The same person is not going to give you three different answers within span of minutes. Especially when nothing fundamentally has changed. People might or might not update their views depending on their biases.

miki123211 4 hours ago | parent | prev | next [-]

What's even worse, different humans have different weights.

If you train two different LLMs and replace what data they "see" in batch n, that doesn't affect the data they see in batch n+1, or any further batches. In LLMs, you can introduce "noise" into the training process, but that noise doesn't really compound.

Humans learn from experience, not from data, and their experiences at age n shape what experiences they seek (and hence train on) at age n+1. A small amount of "noise" injected into their "training", let's say hearing a group of friends discuss a movie while their identical tween goes to the bathroom, can compound into them watching that movie, which can compound into them forming an identity around that genre, and so on, until they're two completely different people, trained on completely different "data mixtures".

chrisjj 2 hours ago | parent [-]

> What's even worse, different humans have different weights.

Far worse would be different humans having the same weights.

smusamashah 4 hours ago | parent | prev | next [-]

We expect computers to be consistent on the other hand. A calculator will always give you the same answer unless some chip gets struck by a particle. LLMs are on computers and should be fairly consistent too.

vidarh 2 hours ago | parent [-]

And this lies at the heart of the problem.

We expect computers to be consistent despite running programs that are not designed to be consistent.

This despite the fact that we have lots of experience of programs running on computers that produces wildly inconsistent outputs.

But for some reason some people choose to assume LLMs should act like a calculator instead of any of those programs.

chrisjj 2 hours ago | parent [-]

> This despite the fact that we have lots of experience of programs running on computers that produces wildly inconsistent outputs.

The average user has very little. A word processor with inconsistent pagination or a spreadsheet with inconsistent totals is rightly seen as faulty.

newswasboring 31 minutes ago | parent [-]

Yeah but daily tools have lots of complexity which appears as non determinism (if we are thinking only UX, not actual determinism). For example, try moving an image in the word doc. I have been using MS word my entire life it seems, still don't know what the rules are lol.

mnky9800n 4 hours ago | parent | prev | next [-]

Test retest reliability is a thing in psychometrics.

spwa4 2 hours ago | parent [-]

Ah cool. So there is data? How consistent are humans?

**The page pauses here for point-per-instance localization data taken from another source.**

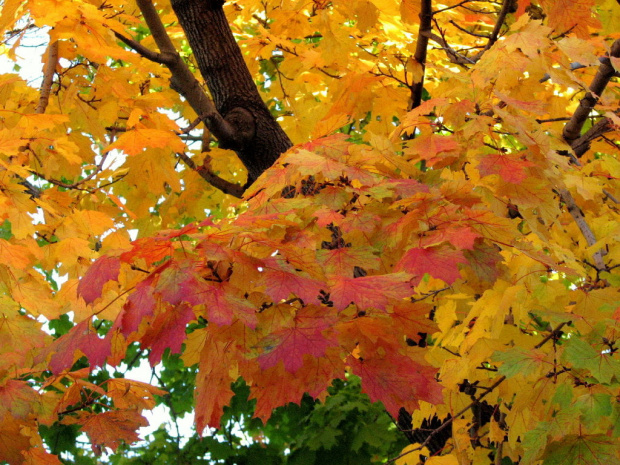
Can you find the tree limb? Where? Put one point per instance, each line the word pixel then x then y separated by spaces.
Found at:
pixel 426 17
pixel 501 18
pixel 605 72
pixel 161 58
pixel 48 77
pixel 583 226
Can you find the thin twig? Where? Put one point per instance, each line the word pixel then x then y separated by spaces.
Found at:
pixel 426 18
pixel 605 72
pixel 499 381
pixel 582 144
pixel 161 58
pixel 583 226
pixel 460 28
pixel 227 187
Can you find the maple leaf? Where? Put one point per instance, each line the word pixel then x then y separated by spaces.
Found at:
pixel 104 269
pixel 281 283
pixel 81 339
pixel 167 331
pixel 303 336
pixel 111 429
pixel 582 450
pixel 397 381
pixel 369 291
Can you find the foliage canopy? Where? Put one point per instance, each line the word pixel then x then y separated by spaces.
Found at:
pixel 437 229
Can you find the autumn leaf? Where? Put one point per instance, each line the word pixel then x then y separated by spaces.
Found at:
pixel 440 262
pixel 111 429
pixel 397 381
pixel 303 336
pixel 370 291
pixel 101 272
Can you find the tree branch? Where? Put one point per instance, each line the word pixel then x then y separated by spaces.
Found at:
pixel 499 381
pixel 183 81
pixel 426 17
pixel 227 187
pixel 583 226
pixel 582 144
pixel 605 72
pixel 48 78
pixel 161 58
pixel 501 18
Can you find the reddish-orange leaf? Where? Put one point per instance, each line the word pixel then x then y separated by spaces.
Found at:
pixel 440 262
pixel 167 330
pixel 510 167
pixel 111 429
pixel 81 339
pixel 304 335
pixel 105 269
pixel 397 381
pixel 281 283
pixel 139 305
pixel 370 291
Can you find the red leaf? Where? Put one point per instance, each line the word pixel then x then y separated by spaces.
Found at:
pixel 167 330
pixel 80 338
pixel 440 262
pixel 139 305
pixel 304 335
pixel 280 284
pixel 98 274
pixel 341 261
pixel 397 381
pixel 370 291
pixel 221 301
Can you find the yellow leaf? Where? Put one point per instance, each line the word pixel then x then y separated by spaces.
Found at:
pixel 410 11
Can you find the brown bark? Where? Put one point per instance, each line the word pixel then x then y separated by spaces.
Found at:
pixel 243 123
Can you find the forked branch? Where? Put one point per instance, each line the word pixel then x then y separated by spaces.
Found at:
pixel 572 130
pixel 48 77
pixel 426 18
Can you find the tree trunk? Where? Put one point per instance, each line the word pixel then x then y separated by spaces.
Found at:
pixel 244 123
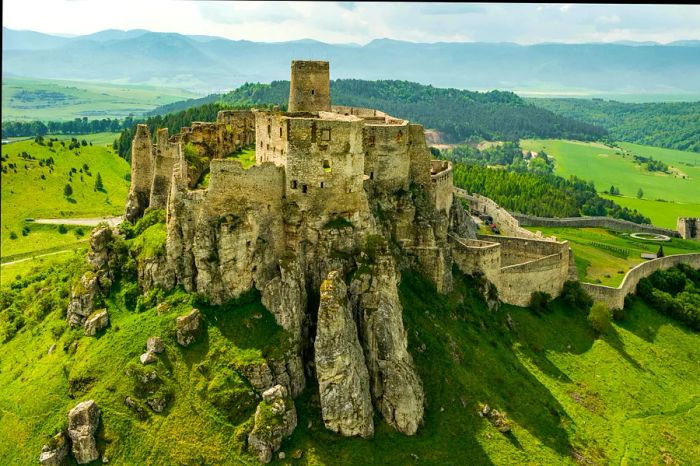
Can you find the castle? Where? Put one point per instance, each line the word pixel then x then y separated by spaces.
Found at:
pixel 338 201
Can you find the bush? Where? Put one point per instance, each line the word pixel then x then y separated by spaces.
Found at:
pixel 539 301
pixel 599 317
pixel 575 296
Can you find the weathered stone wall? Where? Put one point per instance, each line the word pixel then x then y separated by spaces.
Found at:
pixel 689 227
pixel 614 298
pixel 441 179
pixel 581 222
pixel 309 89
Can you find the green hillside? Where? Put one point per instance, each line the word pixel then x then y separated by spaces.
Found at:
pixel 629 397
pixel 26 195
pixel 610 166
pixel 32 99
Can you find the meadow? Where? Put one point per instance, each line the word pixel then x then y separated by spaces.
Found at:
pixel 610 166
pixel 596 264
pixel 33 188
pixel 25 99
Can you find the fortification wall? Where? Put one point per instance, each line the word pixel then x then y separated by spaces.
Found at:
pixel 505 221
pixel 325 166
pixel 546 274
pixel 309 89
pixel 387 160
pixel 689 227
pixel 271 136
pixel 602 222
pixel 441 181
pixel 614 298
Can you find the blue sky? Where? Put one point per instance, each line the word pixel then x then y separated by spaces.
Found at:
pixel 344 22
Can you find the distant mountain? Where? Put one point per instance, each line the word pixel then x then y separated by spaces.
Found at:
pixel 209 64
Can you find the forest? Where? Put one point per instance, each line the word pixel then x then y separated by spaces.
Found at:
pixel 673 125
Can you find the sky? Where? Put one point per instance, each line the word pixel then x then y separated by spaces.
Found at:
pixel 350 22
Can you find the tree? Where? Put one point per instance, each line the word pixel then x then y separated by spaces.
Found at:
pixel 98 183
pixel 599 317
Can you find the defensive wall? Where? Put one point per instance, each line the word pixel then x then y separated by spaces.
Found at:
pixel 516 266
pixel 614 298
pixel 582 222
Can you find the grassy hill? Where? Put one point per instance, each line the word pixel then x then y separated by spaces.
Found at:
pixel 25 194
pixel 29 99
pixel 607 166
pixel 627 398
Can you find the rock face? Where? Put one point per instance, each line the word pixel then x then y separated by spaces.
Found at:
pixel 83 421
pixel 275 418
pixel 55 452
pixel 188 327
pixel 340 368
pixel 396 388
pixel 97 321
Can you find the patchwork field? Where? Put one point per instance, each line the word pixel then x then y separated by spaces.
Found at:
pixel 43 99
pixel 603 256
pixel 33 187
pixel 609 166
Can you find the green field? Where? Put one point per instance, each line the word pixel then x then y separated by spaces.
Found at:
pixel 44 99
pixel 630 397
pixel 595 264
pixel 25 195
pixel 607 166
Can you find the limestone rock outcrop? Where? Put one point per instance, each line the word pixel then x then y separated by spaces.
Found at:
pixel 97 321
pixel 396 388
pixel 188 327
pixel 55 452
pixel 83 421
pixel 275 418
pixel 342 376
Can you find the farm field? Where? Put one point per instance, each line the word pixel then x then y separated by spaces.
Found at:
pixel 598 264
pixel 607 166
pixel 44 99
pixel 25 195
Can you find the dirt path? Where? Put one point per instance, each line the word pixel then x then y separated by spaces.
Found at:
pixel 88 222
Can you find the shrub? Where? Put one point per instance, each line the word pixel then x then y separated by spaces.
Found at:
pixel 539 301
pixel 599 317
pixel 575 296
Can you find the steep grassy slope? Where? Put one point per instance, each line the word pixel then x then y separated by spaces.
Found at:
pixel 25 194
pixel 629 397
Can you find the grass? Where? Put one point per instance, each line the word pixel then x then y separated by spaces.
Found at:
pixel 607 166
pixel 627 398
pixel 597 265
pixel 44 99
pixel 26 195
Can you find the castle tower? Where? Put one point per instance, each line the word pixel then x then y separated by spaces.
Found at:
pixel 310 87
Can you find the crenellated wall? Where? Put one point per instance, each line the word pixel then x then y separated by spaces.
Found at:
pixel 614 298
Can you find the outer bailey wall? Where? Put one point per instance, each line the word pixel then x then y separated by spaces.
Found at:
pixel 387 159
pixel 614 298
pixel 338 188
pixel 603 222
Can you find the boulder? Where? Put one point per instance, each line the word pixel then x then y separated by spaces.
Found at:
pixel 189 327
pixel 83 421
pixel 343 380
pixel 97 321
pixel 275 418
pixel 55 452
pixel 155 345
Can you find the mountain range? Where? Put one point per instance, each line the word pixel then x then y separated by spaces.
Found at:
pixel 206 63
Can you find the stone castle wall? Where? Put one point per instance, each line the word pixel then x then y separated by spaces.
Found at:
pixel 601 222
pixel 614 298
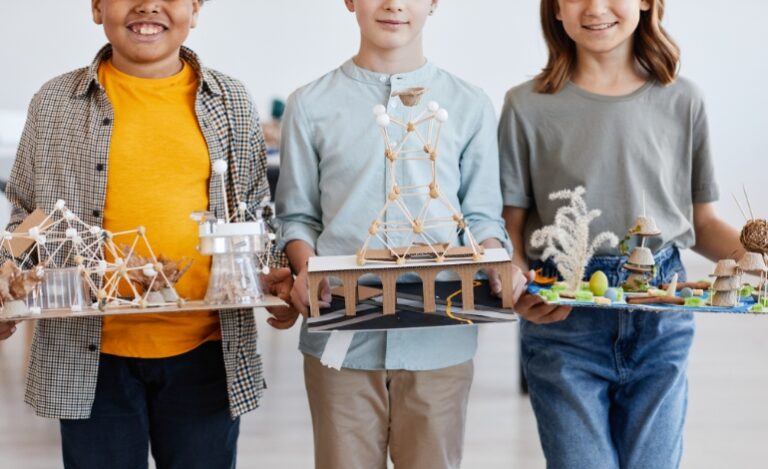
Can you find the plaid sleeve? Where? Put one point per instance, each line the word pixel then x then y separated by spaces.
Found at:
pixel 20 190
pixel 259 187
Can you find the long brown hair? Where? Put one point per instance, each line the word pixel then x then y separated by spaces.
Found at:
pixel 654 48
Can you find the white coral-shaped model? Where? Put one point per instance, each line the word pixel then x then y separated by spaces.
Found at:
pixel 566 241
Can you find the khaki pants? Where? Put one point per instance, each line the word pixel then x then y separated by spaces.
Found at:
pixel 358 415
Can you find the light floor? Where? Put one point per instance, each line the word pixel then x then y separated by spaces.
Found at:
pixel 727 424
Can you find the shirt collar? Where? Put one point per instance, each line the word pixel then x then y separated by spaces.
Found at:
pixel 419 76
pixel 203 74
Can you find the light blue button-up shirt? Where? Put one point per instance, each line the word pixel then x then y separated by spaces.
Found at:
pixel 333 184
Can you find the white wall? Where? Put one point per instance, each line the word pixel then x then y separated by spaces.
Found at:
pixel 275 46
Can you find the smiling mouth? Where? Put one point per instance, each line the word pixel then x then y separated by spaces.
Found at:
pixel 146 29
pixel 600 27
pixel 392 22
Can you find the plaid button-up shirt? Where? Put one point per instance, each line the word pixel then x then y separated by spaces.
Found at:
pixel 63 154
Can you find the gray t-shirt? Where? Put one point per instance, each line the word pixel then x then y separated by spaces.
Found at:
pixel 653 141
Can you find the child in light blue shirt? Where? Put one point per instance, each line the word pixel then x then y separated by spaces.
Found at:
pixel 399 391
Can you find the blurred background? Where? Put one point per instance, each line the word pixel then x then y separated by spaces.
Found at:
pixel 276 46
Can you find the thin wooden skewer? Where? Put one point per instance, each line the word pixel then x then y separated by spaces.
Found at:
pixel 739 205
pixel 748 203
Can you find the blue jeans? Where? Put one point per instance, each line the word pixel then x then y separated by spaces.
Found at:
pixel 179 405
pixel 609 388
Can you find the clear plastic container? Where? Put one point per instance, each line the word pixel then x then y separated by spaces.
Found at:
pixel 60 289
pixel 234 280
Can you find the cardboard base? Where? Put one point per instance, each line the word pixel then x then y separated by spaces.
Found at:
pixel 188 306
pixel 409 312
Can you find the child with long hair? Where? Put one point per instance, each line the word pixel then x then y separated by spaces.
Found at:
pixel 609 112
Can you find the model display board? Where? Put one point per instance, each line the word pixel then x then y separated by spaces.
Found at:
pixel 727 293
pixel 409 310
pixel 348 271
pixel 82 270
pixel 425 241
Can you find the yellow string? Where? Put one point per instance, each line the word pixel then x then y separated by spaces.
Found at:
pixel 449 301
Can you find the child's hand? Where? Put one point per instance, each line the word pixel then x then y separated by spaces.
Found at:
pixel 279 282
pixel 7 329
pixel 494 279
pixel 520 282
pixel 300 293
pixel 533 308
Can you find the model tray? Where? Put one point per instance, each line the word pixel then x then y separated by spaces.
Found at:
pixel 189 306
pixel 743 307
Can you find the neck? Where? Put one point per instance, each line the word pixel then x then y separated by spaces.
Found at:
pixel 390 61
pixel 160 69
pixel 614 73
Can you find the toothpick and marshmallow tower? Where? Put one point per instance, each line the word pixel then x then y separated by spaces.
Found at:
pixel 420 143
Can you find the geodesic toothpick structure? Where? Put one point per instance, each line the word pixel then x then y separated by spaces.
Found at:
pixel 419 143
pixel 62 240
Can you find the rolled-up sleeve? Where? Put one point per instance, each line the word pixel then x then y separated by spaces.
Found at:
pixel 297 198
pixel 480 194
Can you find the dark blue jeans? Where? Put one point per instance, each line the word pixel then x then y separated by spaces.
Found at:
pixel 609 388
pixel 178 406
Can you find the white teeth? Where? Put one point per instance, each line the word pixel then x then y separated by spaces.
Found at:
pixel 147 29
pixel 600 27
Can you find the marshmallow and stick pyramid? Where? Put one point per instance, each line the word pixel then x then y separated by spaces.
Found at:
pixel 420 143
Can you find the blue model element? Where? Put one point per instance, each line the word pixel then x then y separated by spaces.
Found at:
pixel 744 307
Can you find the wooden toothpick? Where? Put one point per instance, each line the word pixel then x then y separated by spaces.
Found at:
pixel 739 205
pixel 749 205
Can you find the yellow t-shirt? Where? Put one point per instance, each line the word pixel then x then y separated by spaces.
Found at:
pixel 157 174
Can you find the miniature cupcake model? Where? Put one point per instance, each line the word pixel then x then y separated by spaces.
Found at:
pixel 725 290
pixel 641 265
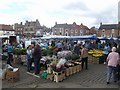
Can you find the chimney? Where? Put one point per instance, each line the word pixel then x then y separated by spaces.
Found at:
pixel 55 23
pixel 21 23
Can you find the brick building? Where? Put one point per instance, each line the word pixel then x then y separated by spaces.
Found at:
pixel 28 29
pixel 108 30
pixel 6 30
pixel 70 29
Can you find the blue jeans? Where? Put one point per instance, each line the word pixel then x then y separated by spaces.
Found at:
pixel 37 66
pixel 111 70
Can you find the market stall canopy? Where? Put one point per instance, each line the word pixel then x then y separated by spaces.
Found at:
pixel 55 37
pixel 84 37
pixel 105 38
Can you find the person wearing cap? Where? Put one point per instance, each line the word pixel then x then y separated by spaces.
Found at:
pixel 112 61
pixel 10 54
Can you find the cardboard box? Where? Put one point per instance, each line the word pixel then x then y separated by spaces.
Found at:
pixel 13 76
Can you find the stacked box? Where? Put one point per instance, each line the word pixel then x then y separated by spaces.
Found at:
pixel 12 76
pixel 59 76
pixel 50 77
pixel 71 70
pixel 67 72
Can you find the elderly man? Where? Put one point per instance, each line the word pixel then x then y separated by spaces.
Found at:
pixel 112 60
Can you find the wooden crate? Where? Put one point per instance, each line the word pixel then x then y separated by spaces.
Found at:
pixel 67 72
pixel 13 76
pixel 59 76
pixel 50 77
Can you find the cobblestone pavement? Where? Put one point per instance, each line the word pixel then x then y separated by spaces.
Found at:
pixel 94 77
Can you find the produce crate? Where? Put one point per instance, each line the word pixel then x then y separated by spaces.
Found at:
pixel 59 76
pixel 12 76
pixel 67 72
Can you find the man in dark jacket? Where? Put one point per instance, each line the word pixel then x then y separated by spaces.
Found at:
pixel 10 54
pixel 36 57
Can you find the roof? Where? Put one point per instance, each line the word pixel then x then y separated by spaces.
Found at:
pixel 63 25
pixel 71 26
pixel 84 27
pixel 6 27
pixel 108 26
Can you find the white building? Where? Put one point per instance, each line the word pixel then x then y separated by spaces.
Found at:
pixel 6 30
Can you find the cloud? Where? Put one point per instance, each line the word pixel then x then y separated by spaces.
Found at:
pixel 88 12
pixel 77 6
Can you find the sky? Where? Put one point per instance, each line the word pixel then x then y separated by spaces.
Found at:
pixel 89 12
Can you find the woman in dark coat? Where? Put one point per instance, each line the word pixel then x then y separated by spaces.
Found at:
pixel 37 57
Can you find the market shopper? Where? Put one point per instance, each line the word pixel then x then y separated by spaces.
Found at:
pixel 112 60
pixel 29 58
pixel 84 56
pixel 106 52
pixel 77 49
pixel 10 54
pixel 37 57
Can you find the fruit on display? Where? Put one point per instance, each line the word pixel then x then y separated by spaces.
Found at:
pixel 96 52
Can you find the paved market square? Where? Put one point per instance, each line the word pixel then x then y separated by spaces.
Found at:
pixel 94 77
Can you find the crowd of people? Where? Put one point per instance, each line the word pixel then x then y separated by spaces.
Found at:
pixel 111 54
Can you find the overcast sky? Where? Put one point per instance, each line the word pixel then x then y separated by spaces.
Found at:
pixel 88 12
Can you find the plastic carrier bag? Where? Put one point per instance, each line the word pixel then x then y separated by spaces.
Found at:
pixel 44 75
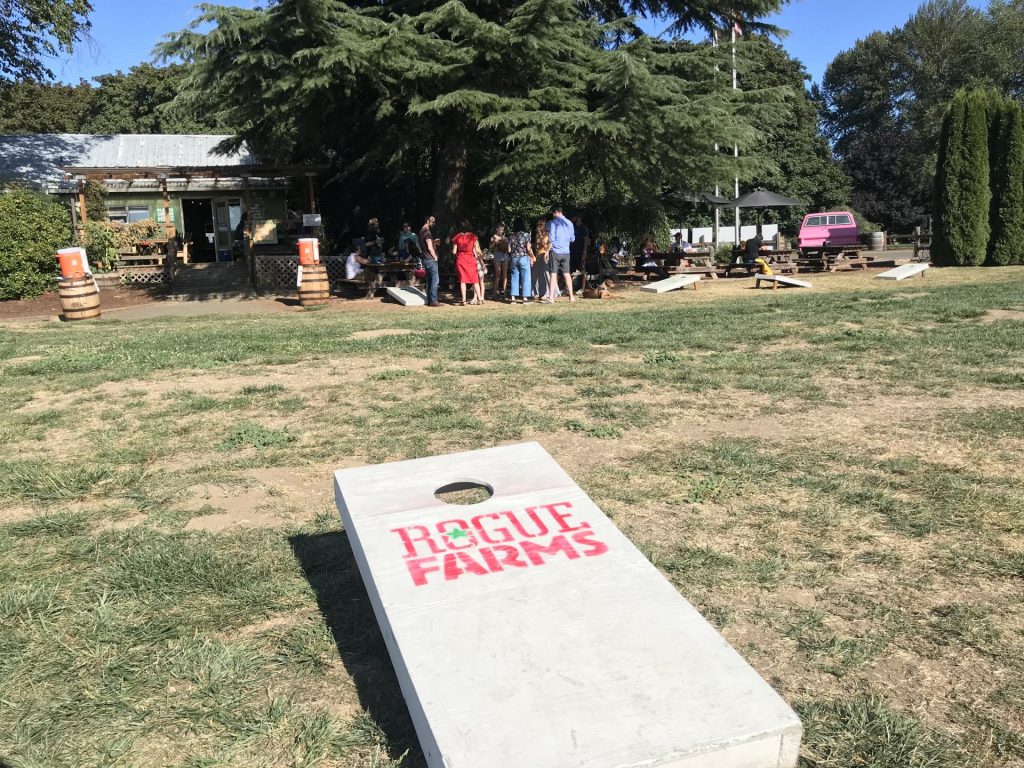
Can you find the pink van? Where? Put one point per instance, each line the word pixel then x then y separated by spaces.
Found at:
pixel 832 228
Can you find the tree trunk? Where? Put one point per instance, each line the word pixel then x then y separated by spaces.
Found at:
pixel 451 183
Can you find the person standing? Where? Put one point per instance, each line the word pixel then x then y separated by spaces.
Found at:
pixel 580 247
pixel 408 243
pixel 429 256
pixel 500 256
pixel 521 262
pixel 542 246
pixel 466 249
pixel 561 233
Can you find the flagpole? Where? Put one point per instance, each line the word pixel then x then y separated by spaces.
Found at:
pixel 718 188
pixel 735 147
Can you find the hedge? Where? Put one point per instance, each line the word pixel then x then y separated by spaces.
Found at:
pixel 33 226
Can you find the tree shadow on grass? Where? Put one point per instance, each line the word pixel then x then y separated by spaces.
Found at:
pixel 329 566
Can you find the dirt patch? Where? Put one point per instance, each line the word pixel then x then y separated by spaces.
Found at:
pixel 229 520
pixel 378 333
pixel 994 315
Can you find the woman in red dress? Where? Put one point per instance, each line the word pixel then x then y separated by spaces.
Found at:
pixel 468 258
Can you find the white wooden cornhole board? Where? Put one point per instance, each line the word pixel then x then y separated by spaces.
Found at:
pixel 671 284
pixel 779 280
pixel 408 296
pixel 527 632
pixel 904 271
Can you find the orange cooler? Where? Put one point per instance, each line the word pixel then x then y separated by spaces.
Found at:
pixel 308 251
pixel 73 262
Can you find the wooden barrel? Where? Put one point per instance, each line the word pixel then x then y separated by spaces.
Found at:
pixel 79 298
pixel 315 288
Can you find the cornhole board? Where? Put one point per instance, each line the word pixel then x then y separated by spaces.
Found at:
pixel 902 272
pixel 408 296
pixel 672 284
pixel 779 280
pixel 526 631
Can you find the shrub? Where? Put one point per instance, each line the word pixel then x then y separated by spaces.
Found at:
pixel 33 227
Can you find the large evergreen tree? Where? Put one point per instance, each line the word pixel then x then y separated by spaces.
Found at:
pixel 433 100
pixel 962 193
pixel 1007 245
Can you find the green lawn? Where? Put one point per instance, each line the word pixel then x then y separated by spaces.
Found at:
pixel 835 477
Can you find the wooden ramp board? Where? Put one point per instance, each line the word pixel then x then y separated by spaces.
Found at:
pixel 526 631
pixel 907 270
pixel 672 284
pixel 779 280
pixel 408 296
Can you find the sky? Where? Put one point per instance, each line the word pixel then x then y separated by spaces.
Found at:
pixel 124 32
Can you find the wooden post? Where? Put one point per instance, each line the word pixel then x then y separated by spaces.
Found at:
pixel 168 226
pixel 83 216
pixel 247 233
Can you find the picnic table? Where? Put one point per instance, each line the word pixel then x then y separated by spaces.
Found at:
pixel 694 262
pixel 779 260
pixel 830 258
pixel 387 274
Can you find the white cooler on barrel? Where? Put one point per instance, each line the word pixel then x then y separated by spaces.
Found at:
pixel 527 632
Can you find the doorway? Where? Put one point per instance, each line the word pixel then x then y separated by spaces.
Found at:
pixel 197 214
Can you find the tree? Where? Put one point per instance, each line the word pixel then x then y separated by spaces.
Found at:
pixel 33 226
pixel 807 170
pixel 962 194
pixel 884 99
pixel 32 30
pixel 1008 185
pixel 134 102
pixel 431 100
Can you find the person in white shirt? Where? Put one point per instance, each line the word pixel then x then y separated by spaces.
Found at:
pixel 354 264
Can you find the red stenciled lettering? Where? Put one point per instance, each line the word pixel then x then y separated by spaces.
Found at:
pixel 477 524
pixel 531 511
pixel 559 544
pixel 489 560
pixel 509 556
pixel 456 535
pixel 594 547
pixel 562 517
pixel 470 565
pixel 420 567
pixel 422 535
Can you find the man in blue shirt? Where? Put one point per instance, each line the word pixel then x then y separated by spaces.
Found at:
pixel 561 233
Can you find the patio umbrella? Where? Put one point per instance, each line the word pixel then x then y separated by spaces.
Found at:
pixel 761 199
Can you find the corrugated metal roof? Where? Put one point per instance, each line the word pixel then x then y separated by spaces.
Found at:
pixel 41 158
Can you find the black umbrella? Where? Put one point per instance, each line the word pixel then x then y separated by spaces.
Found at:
pixel 763 199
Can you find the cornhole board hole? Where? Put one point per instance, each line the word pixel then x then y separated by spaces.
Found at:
pixel 778 280
pixel 902 272
pixel 671 284
pixel 526 631
pixel 408 296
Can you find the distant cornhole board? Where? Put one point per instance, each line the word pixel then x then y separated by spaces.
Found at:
pixel 779 280
pixel 408 296
pixel 902 272
pixel 672 284
pixel 526 631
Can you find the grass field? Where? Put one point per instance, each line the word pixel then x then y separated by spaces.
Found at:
pixel 833 476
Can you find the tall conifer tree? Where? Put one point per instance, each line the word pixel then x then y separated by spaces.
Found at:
pixel 963 195
pixel 1007 245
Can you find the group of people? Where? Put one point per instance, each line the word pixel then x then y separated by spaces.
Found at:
pixel 526 264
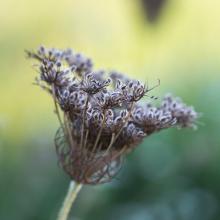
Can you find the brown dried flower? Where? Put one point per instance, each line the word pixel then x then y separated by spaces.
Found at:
pixel 103 118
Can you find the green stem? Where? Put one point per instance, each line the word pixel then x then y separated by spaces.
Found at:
pixel 72 193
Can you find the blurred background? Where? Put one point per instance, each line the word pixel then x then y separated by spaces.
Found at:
pixel 173 175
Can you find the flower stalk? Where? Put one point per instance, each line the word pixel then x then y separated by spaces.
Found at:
pixel 72 193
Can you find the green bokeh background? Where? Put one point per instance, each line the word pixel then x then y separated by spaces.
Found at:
pixel 173 175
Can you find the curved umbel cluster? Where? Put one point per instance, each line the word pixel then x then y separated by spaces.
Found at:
pixel 102 117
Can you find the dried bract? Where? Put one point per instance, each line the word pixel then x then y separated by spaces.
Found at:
pixel 104 117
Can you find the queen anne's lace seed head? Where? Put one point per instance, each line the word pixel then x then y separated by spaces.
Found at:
pixel 103 116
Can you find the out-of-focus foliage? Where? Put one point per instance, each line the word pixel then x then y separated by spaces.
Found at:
pixel 173 175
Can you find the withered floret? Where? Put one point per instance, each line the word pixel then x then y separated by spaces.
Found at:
pixel 104 117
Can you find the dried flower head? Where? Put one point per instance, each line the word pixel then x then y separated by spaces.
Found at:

What I'd really love is an actual number for a "human hallucination rate". How often will a random human

1) claim something that is wrong

2) defend the wrong claim and/or logic even when the problem is pointed out to them

(and this of course outside of the usual topics. In politics? I don't care. In religion? Don't care (well, maybe a bit more than politics). Let's say in physics or popular logic or something like that)

cyanydeez an hour ago | parent | prev [-]

a studied example is sampling judicial decisions before lunch and after lunch. judges are more lenient on a full stomach.

WhrRTheBaboons 44 minutes ago | parent [-]

how did they account for sampling bias? a judge might leave easier cases for after lunch. people with control over their schedules usually ease themselves back into it after breaks.

chuckadams 24 minutes ago | parent [-]

The studies observed the results of decisions from the exact same charges. Judges don't get to pick their dockets.